Hat sich die Stadt in zwei Lager gespalten? Das nicht. Zu hören ist nur, dass jeder eine Meinung hat. Abfälliges über den Gegner vernimmt man nicht. Doch aufgerüstet hat man entlang der Straße. Professionell muten die Banner der Straßenfreunde an, zu denen auch Lyriker gehören: "Geschützt wird jede Schnecke, der Mensch bleibt auf der Strecke." Die Gegner bekommen erst weiter draußen ein Gesicht. Da, wo"s grün wird, wo Apfelbäume stehen, und auch in Ittendorf kann man es lesen: "Die Umfahrung zerschneidet unsere Heimat."

 

Beim Friseur in der Markdorfer Steigstraße ist die Straße Thema Nummer eins. Mit diesem Ergebnis: "Fuffzig, fuffzig", schätzt der Chef. Es gibt Tage, da schneidet er bloß Gegnern die Haare, und solche, da nehmen nur Befürworter Platz. Es wird knapp werden, tippt man hier. Und für was stimmt der Meister? Der sagt und lächelt: "Das sage ich nicht." Diplomatisch hält es auch der Pfarrer, der zur Bushaltestelle eilt. "Ich halte mich zurück", meint Werner Reihing, sehr charmant, und ist flugs um die Ecke verschwunden, um den öffentlichen Personennahverkehr zu unterstützen.

 

Das ganze Dilemma offenbart sich ein paar Meter weiter die Marktstraße hinunter. Im Reitsportgeschäft hat der Inhaber die Wurzel allen Übels ausgemacht: Der Schwerlastverkehr will einfach nicht auf die Schiene. Der Mann kann beide Seiten verstehen. Ist Naturfreund und mutmaßt, dass jede Straße Verkehr anzieht. Sieht aber auch, wie die B 33 unter der Last Tag für Tag "fast zusammenbricht".

 

Von der Autobahn-Maut über den Benzinpreis geht es bis nach China.
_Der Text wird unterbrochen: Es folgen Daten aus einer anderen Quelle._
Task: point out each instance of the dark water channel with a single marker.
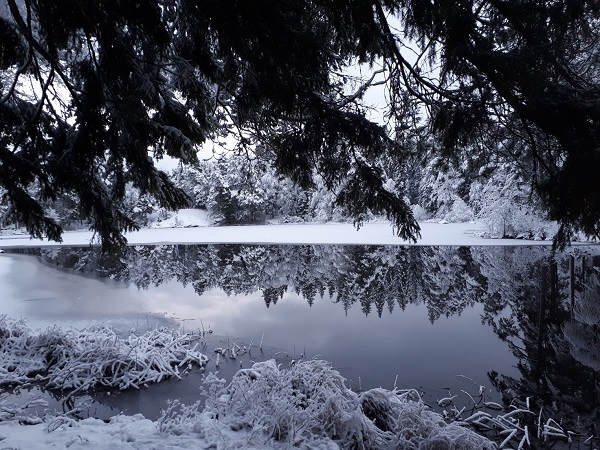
(518, 320)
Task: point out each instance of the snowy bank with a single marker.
(434, 234)
(305, 406)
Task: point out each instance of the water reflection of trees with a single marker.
(546, 308)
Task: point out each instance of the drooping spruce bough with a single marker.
(89, 90)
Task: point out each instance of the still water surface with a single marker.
(513, 319)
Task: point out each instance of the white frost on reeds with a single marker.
(309, 406)
(92, 357)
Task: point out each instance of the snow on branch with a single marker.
(309, 406)
(92, 357)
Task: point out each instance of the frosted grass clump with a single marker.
(95, 356)
(309, 406)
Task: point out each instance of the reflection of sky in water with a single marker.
(45, 296)
(368, 350)
(403, 343)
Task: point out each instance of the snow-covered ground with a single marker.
(194, 226)
(263, 407)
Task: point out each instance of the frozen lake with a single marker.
(432, 318)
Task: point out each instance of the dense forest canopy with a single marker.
(93, 92)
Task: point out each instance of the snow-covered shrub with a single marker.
(309, 406)
(95, 356)
(419, 213)
(459, 211)
(505, 204)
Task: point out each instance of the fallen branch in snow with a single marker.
(92, 357)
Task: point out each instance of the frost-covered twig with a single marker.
(95, 356)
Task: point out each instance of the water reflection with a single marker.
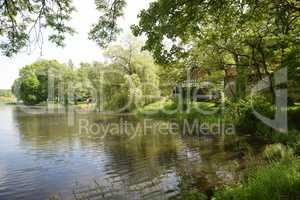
(43, 156)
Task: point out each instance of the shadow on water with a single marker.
(45, 157)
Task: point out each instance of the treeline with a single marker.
(129, 78)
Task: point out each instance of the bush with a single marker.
(241, 113)
(276, 181)
(191, 195)
(277, 152)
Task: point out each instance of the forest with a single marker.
(232, 44)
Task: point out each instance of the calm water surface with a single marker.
(42, 156)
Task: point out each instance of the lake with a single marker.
(49, 155)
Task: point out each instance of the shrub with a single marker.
(277, 152)
(276, 181)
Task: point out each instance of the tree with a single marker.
(256, 35)
(33, 83)
(22, 22)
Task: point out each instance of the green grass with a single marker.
(170, 110)
(276, 181)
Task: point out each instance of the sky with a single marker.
(78, 47)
Da fahren alle mit dem Rad, weiß der Mann. Doch für das bergige Markdorf ließe sich das eher schlecht realisieren. Und weiter: Bäckerei, Metzgerei, Apotheke. Hier sind weder Bürgerentscheid noch Straße beherrschendes Thema. Die Leute wollen in Ruhe ihren Einkauf erledigen. Ob die Umgehung den Händlern weniger Kundschaft bringt? Endlich mal keine Meinung an diesem Tag. Schulterzucken. Kopfschütteln. Wahrscheinlich eher nicht.

 

Nur in der Zoohandlung zeigen sie Flagge. "Markdorf braucht die Südumfahrung" klebt es an der Theke. Die Tochter vom Chef hat das Schild mitgebracht. Am Kebab-Stand machen sie "Trassenverkauf". Eine politische Demonstration? Ein Schachzug der Gegner? Der Befürworter? Der Werbebranche? Der Buchstaben-Mafia? Nein. Das "S" ist verloren gegangen, und "ß" war leider aus.

 

Wieder zurück auf der Bundesstraße macht eine Passantin ihrem Unmut Luft. Sie wohnt gegenüber und fragt: "Wissen Sie eigentlich, wie oft ich meine Gardinen schon gewaschen habe" - mit drei großen Fragezeichen hintendran. Markdorf etwas mehr als eine Woche vor der Entscheidung.